Mngqolozana then pointed out that people with different skin colours were welcome to make contributions to the “platform for black writers and readers - where they can for once, as a literary community, experience the fullness of their humanity without feeling that they are in the margin, or they have to be careful about who they are in that space”.
He said white people he had known for over 10 years “were the first people to donate (to the festival), and continue to do so. They never asked to attend the festival because they understood the nature of allyship,” he said, adding that allyship needed to be understood in a certain context.
Mngqolozana’s festival, now entering its fourth year, receives funding from the Department of Arts and Culture, the City of Johannesburg, Gauteng’s department of sports, arts, culture and recreation, and support from organisations such as the Miles Morland Foundation and the National Institute for Humanities and Social Sciences.
Thabiso Mahlape, head of BlackBird Books (a subsidiary of Jacana Media) said: “I’ve heard people tell others not to work with me because I’m ‘cushioned by whiteness’. What else would cushion me? What I found fascinating was how much funding South African film productions get. And we don’t have that. We don’t have the government trying to subsidise anyone in the literary space.”
She said that the “literary space” was one of the most liberal cultural arenas but, for financial reasons, was dominated by white people. “We publish books for black people and we don’t even hit the kind of sales that we should be hitting. This is also because of socio-economic reasons (and) you can’t divorce them from the history of the country.”
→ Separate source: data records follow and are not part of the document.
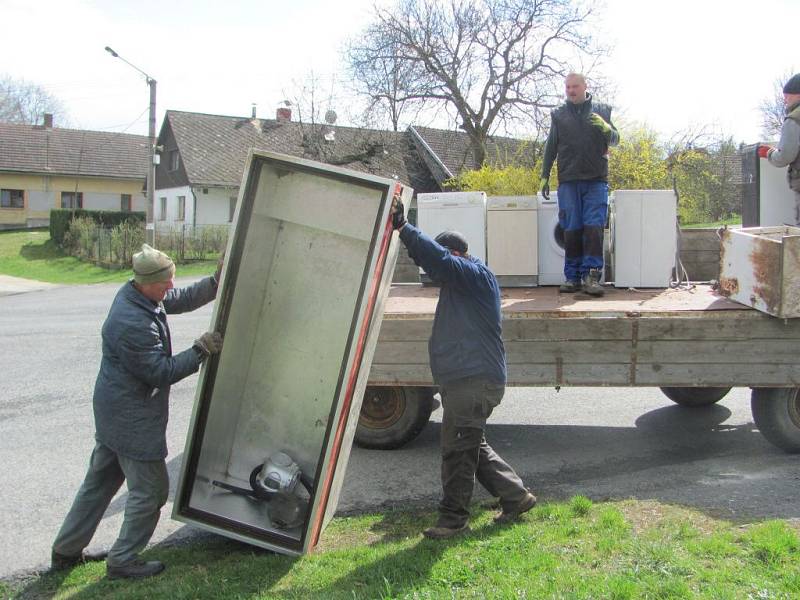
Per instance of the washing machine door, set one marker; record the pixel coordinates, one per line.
(551, 243)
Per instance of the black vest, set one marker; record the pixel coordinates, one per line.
(582, 151)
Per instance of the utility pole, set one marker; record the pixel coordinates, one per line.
(151, 167)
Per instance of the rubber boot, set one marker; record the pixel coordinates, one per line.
(591, 284)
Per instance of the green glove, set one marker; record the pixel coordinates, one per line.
(599, 122)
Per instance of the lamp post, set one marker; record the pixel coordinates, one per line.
(151, 169)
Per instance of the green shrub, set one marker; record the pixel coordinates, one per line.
(60, 219)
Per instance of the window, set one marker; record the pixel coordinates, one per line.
(12, 199)
(71, 199)
(232, 209)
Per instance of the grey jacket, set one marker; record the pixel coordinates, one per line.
(131, 394)
(788, 151)
(580, 148)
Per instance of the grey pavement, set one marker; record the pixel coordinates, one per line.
(601, 442)
(18, 285)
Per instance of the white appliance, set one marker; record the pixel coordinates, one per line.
(464, 212)
(512, 249)
(644, 237)
(767, 201)
(550, 242)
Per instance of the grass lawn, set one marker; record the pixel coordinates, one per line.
(574, 549)
(31, 254)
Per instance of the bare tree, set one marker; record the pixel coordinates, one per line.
(393, 86)
(25, 102)
(772, 109)
(487, 61)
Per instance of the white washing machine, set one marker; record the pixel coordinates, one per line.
(464, 212)
(645, 237)
(512, 231)
(551, 242)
Mahlape pointed out the challenges created by a lack of government support. “If the government right now, which is black, doesn’t seem to care, what am I supposed to do? For a conversation like this to be existing, is quite insulting. Where else do you expect us to get the money?
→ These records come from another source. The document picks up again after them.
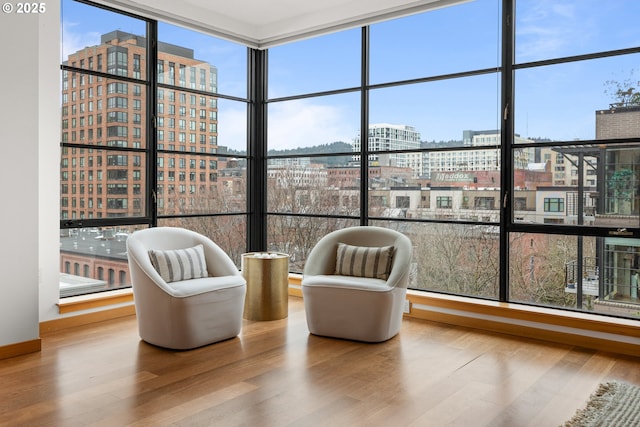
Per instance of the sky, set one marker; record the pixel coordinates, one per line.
(557, 102)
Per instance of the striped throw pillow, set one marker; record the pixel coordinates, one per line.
(362, 261)
(179, 264)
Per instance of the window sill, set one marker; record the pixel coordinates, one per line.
(89, 301)
(579, 329)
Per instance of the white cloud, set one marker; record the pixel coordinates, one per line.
(73, 42)
(304, 124)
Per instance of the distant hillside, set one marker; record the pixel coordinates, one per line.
(334, 147)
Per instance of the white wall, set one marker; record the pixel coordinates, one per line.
(29, 121)
(49, 161)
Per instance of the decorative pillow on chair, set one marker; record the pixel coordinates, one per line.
(362, 261)
(180, 264)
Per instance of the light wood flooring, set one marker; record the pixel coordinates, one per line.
(277, 374)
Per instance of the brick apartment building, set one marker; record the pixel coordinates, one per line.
(98, 111)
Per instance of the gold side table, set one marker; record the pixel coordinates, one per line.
(267, 276)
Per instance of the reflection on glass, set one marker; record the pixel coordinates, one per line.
(313, 185)
(580, 185)
(327, 62)
(424, 45)
(441, 113)
(227, 231)
(452, 258)
(595, 274)
(94, 259)
(319, 124)
(100, 183)
(297, 235)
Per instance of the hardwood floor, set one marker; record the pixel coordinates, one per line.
(277, 374)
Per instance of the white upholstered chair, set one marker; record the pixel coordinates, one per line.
(189, 296)
(340, 301)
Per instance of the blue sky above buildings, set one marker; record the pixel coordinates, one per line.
(557, 102)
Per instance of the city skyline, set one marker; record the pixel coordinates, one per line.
(559, 105)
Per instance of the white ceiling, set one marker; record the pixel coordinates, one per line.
(265, 23)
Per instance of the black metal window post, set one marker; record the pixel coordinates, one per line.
(257, 151)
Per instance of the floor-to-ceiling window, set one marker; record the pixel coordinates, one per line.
(574, 239)
(501, 136)
(154, 132)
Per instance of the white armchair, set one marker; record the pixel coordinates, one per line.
(193, 296)
(348, 297)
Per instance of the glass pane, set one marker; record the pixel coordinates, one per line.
(453, 39)
(578, 100)
(99, 111)
(565, 271)
(297, 235)
(96, 39)
(231, 127)
(195, 61)
(440, 112)
(453, 258)
(554, 29)
(316, 185)
(101, 183)
(226, 231)
(319, 125)
(321, 63)
(191, 184)
(200, 123)
(94, 259)
(580, 185)
(458, 196)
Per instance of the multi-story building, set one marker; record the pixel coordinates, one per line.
(384, 139)
(97, 111)
(482, 159)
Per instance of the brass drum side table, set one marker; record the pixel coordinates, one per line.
(267, 276)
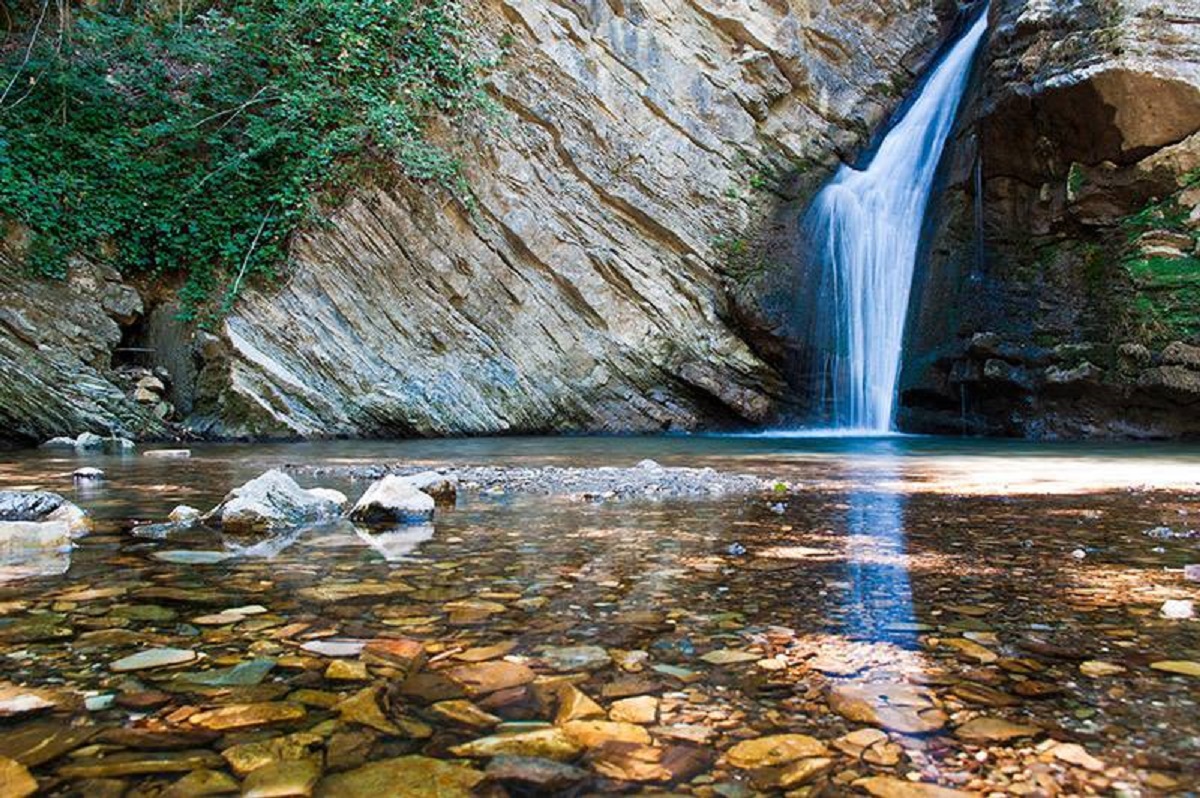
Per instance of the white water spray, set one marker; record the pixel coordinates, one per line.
(865, 227)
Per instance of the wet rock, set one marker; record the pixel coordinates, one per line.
(629, 762)
(481, 678)
(1099, 669)
(575, 705)
(347, 671)
(636, 709)
(184, 514)
(1075, 754)
(544, 743)
(270, 502)
(330, 495)
(40, 507)
(364, 708)
(484, 653)
(895, 707)
(774, 750)
(529, 772)
(151, 739)
(803, 772)
(334, 647)
(241, 675)
(994, 730)
(16, 781)
(39, 742)
(189, 557)
(1177, 609)
(202, 783)
(592, 733)
(89, 442)
(463, 713)
(893, 787)
(730, 657)
(970, 649)
(393, 499)
(982, 694)
(396, 544)
(139, 763)
(283, 779)
(576, 658)
(247, 757)
(442, 487)
(1183, 667)
(153, 658)
(413, 777)
(857, 742)
(168, 454)
(405, 655)
(251, 715)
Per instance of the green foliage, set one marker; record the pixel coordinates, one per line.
(742, 262)
(1168, 303)
(198, 142)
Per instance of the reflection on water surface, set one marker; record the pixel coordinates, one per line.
(984, 616)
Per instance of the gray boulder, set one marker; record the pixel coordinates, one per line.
(393, 499)
(36, 528)
(270, 502)
(443, 487)
(41, 507)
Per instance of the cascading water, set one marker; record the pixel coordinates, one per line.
(864, 228)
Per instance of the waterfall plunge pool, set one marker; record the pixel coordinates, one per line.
(993, 610)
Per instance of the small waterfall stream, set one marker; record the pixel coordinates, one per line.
(864, 228)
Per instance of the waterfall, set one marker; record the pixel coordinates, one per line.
(864, 228)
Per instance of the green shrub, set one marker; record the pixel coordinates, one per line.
(197, 142)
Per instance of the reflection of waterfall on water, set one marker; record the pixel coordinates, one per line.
(865, 228)
(880, 598)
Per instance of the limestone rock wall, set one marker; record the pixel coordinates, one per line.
(635, 147)
(1063, 276)
(57, 342)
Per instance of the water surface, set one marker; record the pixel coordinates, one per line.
(941, 579)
“The government ought to be our biggest customer, in terms of libraries and more.”
Fourie Botha, the head of Umuzi (part of Penguin Random House) highlighted that the challenges faced by publishing businesses were mostly created by economic factors.
“You need a huge amount of working capital to run a publishing business because it takes a very long time to produce a product that sells slowly and at a relatively cheap price, so it takes many months before you get a return on your investment.”
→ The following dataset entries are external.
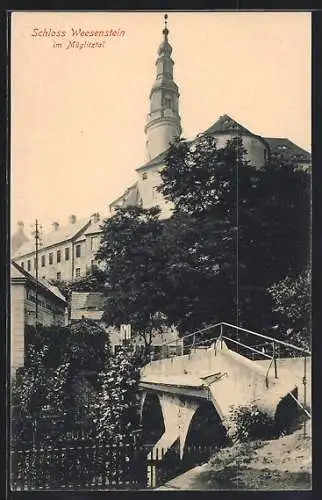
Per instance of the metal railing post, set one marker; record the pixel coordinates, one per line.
(275, 361)
(304, 393)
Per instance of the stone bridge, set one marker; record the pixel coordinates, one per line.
(204, 386)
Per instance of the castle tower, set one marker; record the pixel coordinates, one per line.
(163, 121)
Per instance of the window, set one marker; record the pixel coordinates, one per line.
(94, 241)
(77, 250)
(167, 102)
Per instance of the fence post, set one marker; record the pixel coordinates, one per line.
(275, 361)
(221, 334)
(304, 394)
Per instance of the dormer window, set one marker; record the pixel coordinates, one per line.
(167, 103)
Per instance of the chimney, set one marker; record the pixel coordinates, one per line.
(95, 217)
(72, 219)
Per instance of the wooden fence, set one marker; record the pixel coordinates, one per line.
(79, 467)
(111, 467)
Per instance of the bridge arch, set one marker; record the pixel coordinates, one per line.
(205, 429)
(152, 421)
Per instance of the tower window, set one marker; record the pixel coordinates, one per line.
(167, 103)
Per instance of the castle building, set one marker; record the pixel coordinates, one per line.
(65, 253)
(68, 252)
(164, 124)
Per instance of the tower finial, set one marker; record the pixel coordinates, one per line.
(165, 31)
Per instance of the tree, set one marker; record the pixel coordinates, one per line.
(117, 402)
(134, 260)
(292, 305)
(61, 374)
(236, 229)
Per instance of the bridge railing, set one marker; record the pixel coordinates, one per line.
(248, 343)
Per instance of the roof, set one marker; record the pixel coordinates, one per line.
(287, 149)
(226, 124)
(155, 161)
(131, 196)
(18, 273)
(64, 233)
(94, 228)
(17, 240)
(88, 305)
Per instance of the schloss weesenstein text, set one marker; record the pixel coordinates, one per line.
(77, 38)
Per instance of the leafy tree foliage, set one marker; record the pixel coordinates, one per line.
(236, 229)
(134, 259)
(60, 361)
(117, 402)
(292, 305)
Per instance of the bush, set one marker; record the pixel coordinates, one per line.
(247, 423)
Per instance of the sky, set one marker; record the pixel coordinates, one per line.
(78, 115)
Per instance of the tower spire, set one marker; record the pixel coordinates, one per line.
(163, 121)
(165, 31)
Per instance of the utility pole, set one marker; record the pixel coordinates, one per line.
(37, 236)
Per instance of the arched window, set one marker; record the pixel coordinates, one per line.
(168, 102)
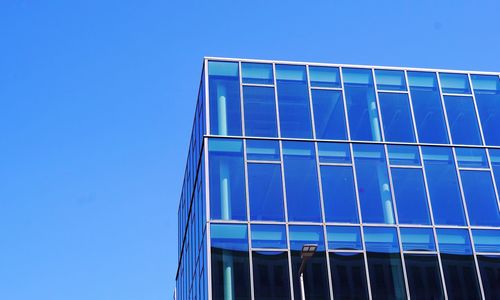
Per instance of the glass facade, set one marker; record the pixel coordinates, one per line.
(393, 173)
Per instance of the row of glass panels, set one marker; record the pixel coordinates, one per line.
(353, 104)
Botha added: “Finding and developing under-represented voices is important and a ‘new voice’ has always excited a publisher. I’m not completely sure that specific imprints for specific persons will be all that helpful, apart from helping publishers to focus their lists and their efforts.”
On why the country did not have a greater number of black-owned publishing houses, the head of Kwela Books (subsidiary of NB Publishers), Carolyn Meads said the history of oppression had created inequality across the board, including, but not limited to, the publishing sector.
“Currently, the publishing sector faces many challenges and you don’t really see many new publishing houses springing up, whether white- or black-owned. What has played a role, as far as I can see, is a combination of there not being black-owned publishing houses in the past due to political reasons, and few new ones emerging now due to economic reasons.”